Do ponto de vista geopolítico, Marrocos assumia um papel importante pelo que permitia exercer sobre o tráfego marítimo entre o Mediterrâneo e o Atlântico especialmente nas proximidades do Estreito de Gibraltar. Foi esta importância estratégica que se tornou alvo do interesse das principais Potências europeias. Não era um interesse novo. As movimentações diplomáticas entre as Potências europeias exercerem influência sobre o território marroquino e ganharem vantagens comerciais já tinha conduzido, em 1880, à Conferência de Madrid (19 de maio – 3 de julho). A Convenção e os protocolos anexos podem ser consultados em https://gallica.bnf.fr/ark:/12148/bpt6k9600646b.texteImage#. No segundo parágrafo da Convenção encontramos os objetivos da Conferência:
Ayant reconnu la nécessité d
établir sur des bases fixes et uniformes l'exercice du droit de protection au
Maroc, et de régler certaines questions qui s'y rattachent, ont nommé pour
leurs Plénipotentiaires à la Conférence qui s'est réunie à cet effet à Madrid, …
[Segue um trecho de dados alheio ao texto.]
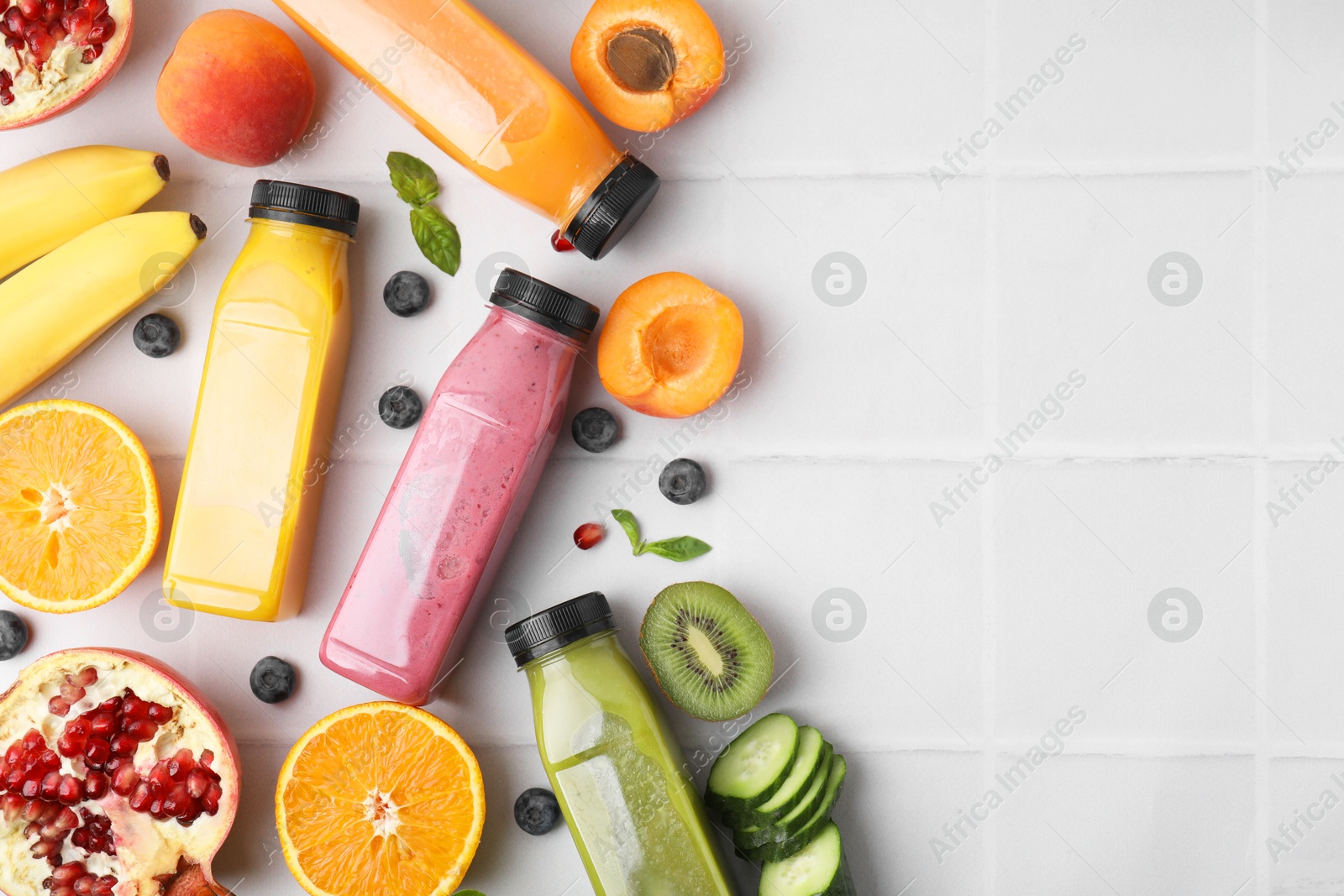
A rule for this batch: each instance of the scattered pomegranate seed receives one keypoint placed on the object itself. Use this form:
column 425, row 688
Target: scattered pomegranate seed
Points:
column 588, row 535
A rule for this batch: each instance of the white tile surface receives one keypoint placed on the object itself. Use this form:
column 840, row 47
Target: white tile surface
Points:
column 983, row 295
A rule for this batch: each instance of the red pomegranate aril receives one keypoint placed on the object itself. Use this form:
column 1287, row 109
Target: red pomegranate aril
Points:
column 210, row 801
column 124, row 779
column 51, row 785
column 588, row 535
column 140, row 797
column 141, row 730
column 71, row 792
column 97, row 752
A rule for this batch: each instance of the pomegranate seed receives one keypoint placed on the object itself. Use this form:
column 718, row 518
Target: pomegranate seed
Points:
column 102, row 29
column 124, row 779
column 134, row 708
column 96, row 785
column 71, row 792
column 97, row 752
column 140, row 797
column 588, row 535
column 210, row 802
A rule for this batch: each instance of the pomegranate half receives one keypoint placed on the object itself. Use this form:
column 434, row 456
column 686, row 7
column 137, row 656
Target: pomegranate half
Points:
column 57, row 54
column 116, row 779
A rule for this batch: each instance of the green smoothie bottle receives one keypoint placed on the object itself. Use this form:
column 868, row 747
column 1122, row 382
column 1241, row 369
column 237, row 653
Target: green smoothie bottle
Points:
column 613, row 762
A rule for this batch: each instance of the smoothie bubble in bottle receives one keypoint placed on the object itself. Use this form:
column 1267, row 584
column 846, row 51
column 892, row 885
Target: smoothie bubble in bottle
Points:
column 460, row 493
column 613, row 762
column 490, row 105
column 257, row 457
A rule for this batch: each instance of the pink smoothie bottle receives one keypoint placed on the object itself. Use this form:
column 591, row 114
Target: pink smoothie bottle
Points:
column 460, row 495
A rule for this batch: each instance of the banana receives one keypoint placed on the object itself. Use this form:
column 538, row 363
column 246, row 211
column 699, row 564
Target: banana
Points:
column 50, row 201
column 58, row 305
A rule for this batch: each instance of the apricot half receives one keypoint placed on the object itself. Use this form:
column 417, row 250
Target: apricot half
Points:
column 648, row 63
column 671, row 345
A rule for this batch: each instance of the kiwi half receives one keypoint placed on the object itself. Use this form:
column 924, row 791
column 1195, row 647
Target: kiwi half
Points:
column 707, row 653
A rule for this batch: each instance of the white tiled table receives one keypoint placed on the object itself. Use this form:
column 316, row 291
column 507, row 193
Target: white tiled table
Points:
column 1032, row 597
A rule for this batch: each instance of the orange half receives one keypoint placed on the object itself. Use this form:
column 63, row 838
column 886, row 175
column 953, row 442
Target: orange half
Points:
column 78, row 506
column 380, row 799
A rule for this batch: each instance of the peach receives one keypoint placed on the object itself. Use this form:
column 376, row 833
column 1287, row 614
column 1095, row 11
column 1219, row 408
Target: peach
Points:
column 671, row 345
column 237, row 89
column 648, row 63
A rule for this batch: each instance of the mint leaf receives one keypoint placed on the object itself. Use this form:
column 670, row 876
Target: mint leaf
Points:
column 416, row 181
column 680, row 550
column 437, row 238
column 632, row 528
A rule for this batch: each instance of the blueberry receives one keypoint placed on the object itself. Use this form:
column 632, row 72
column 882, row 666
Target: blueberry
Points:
column 272, row 680
column 407, row 293
column 13, row 636
column 595, row 429
column 537, row 812
column 400, row 407
column 156, row 335
column 682, row 481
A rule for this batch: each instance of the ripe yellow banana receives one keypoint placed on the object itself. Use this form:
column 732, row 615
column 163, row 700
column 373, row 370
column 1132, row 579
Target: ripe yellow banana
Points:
column 47, row 202
column 55, row 307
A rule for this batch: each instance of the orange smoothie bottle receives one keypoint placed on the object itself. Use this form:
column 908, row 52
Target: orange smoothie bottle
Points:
column 257, row 457
column 490, row 105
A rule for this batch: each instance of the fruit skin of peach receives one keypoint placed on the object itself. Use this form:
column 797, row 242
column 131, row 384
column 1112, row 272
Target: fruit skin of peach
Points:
column 701, row 63
column 194, row 878
column 237, row 89
column 125, row 18
column 671, row 345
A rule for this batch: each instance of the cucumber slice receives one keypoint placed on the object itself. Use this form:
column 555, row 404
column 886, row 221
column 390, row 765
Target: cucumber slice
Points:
column 817, row 871
column 812, row 761
column 754, row 766
column 796, row 841
column 793, row 820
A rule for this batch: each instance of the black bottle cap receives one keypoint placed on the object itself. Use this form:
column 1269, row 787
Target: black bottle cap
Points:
column 613, row 207
column 541, row 302
column 302, row 204
column 558, row 627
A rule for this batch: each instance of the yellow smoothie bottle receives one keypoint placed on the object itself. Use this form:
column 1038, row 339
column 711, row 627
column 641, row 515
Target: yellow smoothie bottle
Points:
column 257, row 458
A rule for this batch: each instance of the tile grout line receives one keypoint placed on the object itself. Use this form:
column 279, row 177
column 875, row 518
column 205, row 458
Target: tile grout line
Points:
column 1260, row 405
column 988, row 508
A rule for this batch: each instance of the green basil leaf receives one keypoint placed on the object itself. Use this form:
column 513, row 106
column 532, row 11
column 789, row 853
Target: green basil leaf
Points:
column 680, row 550
column 632, row 528
column 416, row 181
column 437, row 238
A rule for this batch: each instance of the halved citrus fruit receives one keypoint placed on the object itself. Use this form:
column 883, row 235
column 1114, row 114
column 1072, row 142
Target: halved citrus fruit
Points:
column 380, row 799
column 78, row 506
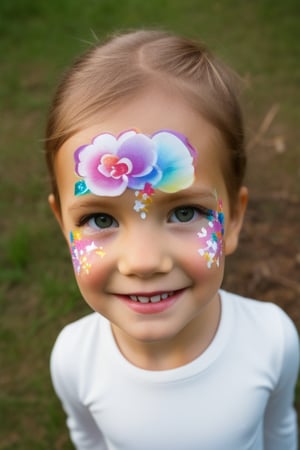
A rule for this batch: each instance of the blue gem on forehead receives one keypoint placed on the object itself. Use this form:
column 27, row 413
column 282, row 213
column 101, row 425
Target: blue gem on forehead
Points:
column 81, row 188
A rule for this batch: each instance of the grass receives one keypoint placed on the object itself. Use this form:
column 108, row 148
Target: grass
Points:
column 38, row 39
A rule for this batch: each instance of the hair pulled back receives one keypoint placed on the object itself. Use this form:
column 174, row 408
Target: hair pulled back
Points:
column 124, row 66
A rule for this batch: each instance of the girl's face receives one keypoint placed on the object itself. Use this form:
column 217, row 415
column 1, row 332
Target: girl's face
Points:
column 148, row 258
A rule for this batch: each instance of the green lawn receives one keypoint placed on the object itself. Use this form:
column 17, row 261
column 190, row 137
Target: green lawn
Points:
column 38, row 39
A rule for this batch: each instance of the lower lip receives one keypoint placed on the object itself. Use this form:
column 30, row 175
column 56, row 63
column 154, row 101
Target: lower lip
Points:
column 152, row 308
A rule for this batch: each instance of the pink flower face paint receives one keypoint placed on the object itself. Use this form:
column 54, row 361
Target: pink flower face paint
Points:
column 110, row 165
column 83, row 252
column 211, row 237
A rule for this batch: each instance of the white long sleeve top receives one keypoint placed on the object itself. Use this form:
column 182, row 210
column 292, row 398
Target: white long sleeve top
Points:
column 238, row 395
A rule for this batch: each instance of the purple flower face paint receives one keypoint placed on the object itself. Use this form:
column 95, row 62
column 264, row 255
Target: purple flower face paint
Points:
column 110, row 165
column 83, row 251
column 211, row 237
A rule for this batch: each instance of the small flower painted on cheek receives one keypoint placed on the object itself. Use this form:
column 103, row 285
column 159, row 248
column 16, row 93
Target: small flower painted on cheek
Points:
column 81, row 251
column 211, row 237
column 110, row 165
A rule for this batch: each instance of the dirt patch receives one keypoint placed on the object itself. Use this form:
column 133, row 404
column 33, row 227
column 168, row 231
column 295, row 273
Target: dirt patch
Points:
column 267, row 263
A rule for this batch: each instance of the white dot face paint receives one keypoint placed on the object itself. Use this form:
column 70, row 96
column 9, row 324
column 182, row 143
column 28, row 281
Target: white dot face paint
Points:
column 84, row 252
column 211, row 237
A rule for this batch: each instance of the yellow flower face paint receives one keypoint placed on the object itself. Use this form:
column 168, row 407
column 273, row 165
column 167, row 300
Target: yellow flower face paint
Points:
column 83, row 252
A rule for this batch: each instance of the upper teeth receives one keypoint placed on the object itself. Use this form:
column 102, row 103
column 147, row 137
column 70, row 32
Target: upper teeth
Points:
column 152, row 299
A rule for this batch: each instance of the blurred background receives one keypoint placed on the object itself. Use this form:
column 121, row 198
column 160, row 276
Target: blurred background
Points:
column 38, row 295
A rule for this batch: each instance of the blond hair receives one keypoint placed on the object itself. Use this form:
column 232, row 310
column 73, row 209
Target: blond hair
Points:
column 124, row 66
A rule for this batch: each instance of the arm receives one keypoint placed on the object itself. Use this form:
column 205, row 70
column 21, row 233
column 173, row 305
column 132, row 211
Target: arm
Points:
column 84, row 432
column 280, row 424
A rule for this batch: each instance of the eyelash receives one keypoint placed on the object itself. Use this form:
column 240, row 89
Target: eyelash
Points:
column 85, row 219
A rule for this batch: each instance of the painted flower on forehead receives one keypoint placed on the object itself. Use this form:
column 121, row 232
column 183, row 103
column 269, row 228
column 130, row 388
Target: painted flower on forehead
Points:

A Conferência estabeleceu, assim, uma base legal para que as
diversas Potências pudessem explorar comercialmente e exercer influência sobre
Marrocos. O acordo expresso na Convenção e Protocolos pressupunha igualdade de
direitos entre as Potências. Contudo, as rivalidades comerciais e estratégicas
entre essas Potências acabaram por criar um clima de instabilidade política e
social. As Potências ocidentais dominantes influenciaram o Sultão no sentido de
promover reformas que, pelo seu carácter ocidentalizante, geraram reações
negativas dos líderes tradicionais e das tribos locais, criando um cenário de
fraqueza do poder central e desordem social. Esta situação ofereceu às
Potências ocidentais com maiores interesses uma oportunidade para intervirem e
fortalecerem a sua presença em Marrocos.
Paralelamente, as rivalidades entre as grandes potências
europeias também configuraram um terreno propício para a crise. A recente
formação da Entente Cordiale, em 1904, que alinhava os interesses da
França e da Grã-Bretanha, bem como os acontecimentos anteriores que terminaram
em acordos diplomáticos ou tratados, mostravam a reorganização em curso dos
blocos e alianças no cenário europeu. A Alemanha, que pretendia reafirmar a sua influência, opôs-se às tentativas francesas de estabelecer um protetorado sobre
Marrocos e passou a apoiar a ideia da sua independência. Este ambiente de
instabilidade e descontentamento culminou com a visita do Kaiser Guilherme II a
Marrocos em 1905. Esta visita foi entendida como um gesto de desafio ao domínio
franco-britânico. Foi neste contexto que deflagrou a Primeira Crise de
Marroquina (março de 1905) e colocou a Europa à beira de uma guerra.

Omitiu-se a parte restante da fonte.